Coming to a specific literature regarding GALS NoCs and DVFS, Ogras et al. [2007] propose a design methodology for partitioning a NoC architecture into multiple voltage and frequency islands and assigning supply and threshold voltage levels to each VFI. The employed resynchronization scheme is based on FIFO buffers.

In Beigne et al. [2008] is presented a complete DVFS scheme for IP unit integration to be employed for NoC-based design. However, their work focuses on demonstrating the achievable benefits of DVFS in NoCs, while our proposal aims at architectural exploration.

A SystemC/TLM-based DVFS model for NoCs has been proposed in Lebreton and Vivet [2008]. While it allows to mimic the interaction of a DVFS component inside a NoC-based multicore, it differs from our proposal in two main aspects. First, it is not intended for novel DVFS-based control policies validation. Moreover, it is not focused on application simulation considering the support for a Linux-based operating system, while our proposal sits on a GEM5 simulator that is capable of both full system as well as bare metal simulations.

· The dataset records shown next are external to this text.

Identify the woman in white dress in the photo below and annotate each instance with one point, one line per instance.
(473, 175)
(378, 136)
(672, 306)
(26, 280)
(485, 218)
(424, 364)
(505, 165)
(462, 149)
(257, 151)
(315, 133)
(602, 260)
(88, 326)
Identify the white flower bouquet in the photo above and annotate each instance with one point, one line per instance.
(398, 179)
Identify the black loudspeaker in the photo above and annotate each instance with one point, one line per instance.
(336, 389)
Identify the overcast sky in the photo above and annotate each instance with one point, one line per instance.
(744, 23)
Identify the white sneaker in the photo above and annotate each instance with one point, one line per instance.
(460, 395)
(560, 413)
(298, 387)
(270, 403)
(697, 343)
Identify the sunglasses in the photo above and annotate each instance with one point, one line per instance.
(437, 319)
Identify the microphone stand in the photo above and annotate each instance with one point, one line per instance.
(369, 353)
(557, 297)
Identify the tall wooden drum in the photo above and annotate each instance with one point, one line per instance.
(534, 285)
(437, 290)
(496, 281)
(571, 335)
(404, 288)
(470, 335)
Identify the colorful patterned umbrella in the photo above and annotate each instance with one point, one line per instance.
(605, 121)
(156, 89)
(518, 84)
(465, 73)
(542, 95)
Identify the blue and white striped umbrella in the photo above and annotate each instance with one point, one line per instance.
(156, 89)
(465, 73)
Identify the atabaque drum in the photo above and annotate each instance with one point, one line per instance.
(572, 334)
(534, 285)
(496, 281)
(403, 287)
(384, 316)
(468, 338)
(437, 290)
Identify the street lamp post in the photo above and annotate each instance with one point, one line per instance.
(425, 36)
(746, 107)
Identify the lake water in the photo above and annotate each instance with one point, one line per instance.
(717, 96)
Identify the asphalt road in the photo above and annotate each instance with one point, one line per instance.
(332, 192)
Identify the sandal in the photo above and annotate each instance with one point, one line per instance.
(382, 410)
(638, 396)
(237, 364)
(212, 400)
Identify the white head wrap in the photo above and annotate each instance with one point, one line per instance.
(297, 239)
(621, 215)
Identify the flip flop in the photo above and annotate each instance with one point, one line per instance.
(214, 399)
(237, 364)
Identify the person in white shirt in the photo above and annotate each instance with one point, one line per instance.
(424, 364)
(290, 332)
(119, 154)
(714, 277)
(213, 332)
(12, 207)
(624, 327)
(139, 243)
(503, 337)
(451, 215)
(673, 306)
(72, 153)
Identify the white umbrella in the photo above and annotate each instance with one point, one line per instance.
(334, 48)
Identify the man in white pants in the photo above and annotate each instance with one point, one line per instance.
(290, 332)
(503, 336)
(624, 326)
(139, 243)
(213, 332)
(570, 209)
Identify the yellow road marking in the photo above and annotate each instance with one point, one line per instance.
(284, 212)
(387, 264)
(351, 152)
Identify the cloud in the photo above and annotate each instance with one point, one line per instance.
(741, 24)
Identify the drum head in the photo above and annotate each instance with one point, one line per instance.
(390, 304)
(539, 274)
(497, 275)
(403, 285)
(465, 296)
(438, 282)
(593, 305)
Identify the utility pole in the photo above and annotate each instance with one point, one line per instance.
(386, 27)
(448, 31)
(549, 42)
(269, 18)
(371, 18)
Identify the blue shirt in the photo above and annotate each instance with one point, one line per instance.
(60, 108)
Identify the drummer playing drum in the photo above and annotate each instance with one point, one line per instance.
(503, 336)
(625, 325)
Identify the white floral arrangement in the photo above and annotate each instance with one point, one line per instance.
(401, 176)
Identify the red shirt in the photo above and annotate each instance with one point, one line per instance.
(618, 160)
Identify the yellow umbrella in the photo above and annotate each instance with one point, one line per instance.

Ducroux et al. [2013] proposed a power modeling approach of a complex manycore system considering the STHORM 16-core platform as a case of study. Although the proposal is interesting, our work addresses different aspects of the same research field. In particular, we focus on exploration and optimization considering the platform as completely customizable without being constrained by the real hardware. Moreover, Ducroux et al. [2013] do not explicitly focus on accurate modeling of the actuators using a block box model to obtain power estimates.

Thonnart et al. [2010] discussed a fully asynchronous low-power framework to design NoCs at RTL level, overcoming some CAD tool limitations due to the use of a *Quasi-Dealy insensitive* (QDI) asynchronous logic [Martin and Nystrom 2006]. While Thonnart et al. [2010] focus on the implementation details, our work aims at providing a complete cycle-accurate simulation solution supporting early design stages.

#### 2.2. Power Gating

Dynamic power represents a hot research topic as detailed in Section 2.1. However, leakage power is receiving increasing attention since its contribution is becoming the first source of dissipation in current and future nanometer VLSI devices. This section provides an overview of state-of-the-art related to power gating methodologies to reduce static power consumption and a review of frameworks to support power gating network design. There exist several tools to aid designers during early-stage platform definition, specifically focused to support power-performance trade-off analysis in multicore scenarios.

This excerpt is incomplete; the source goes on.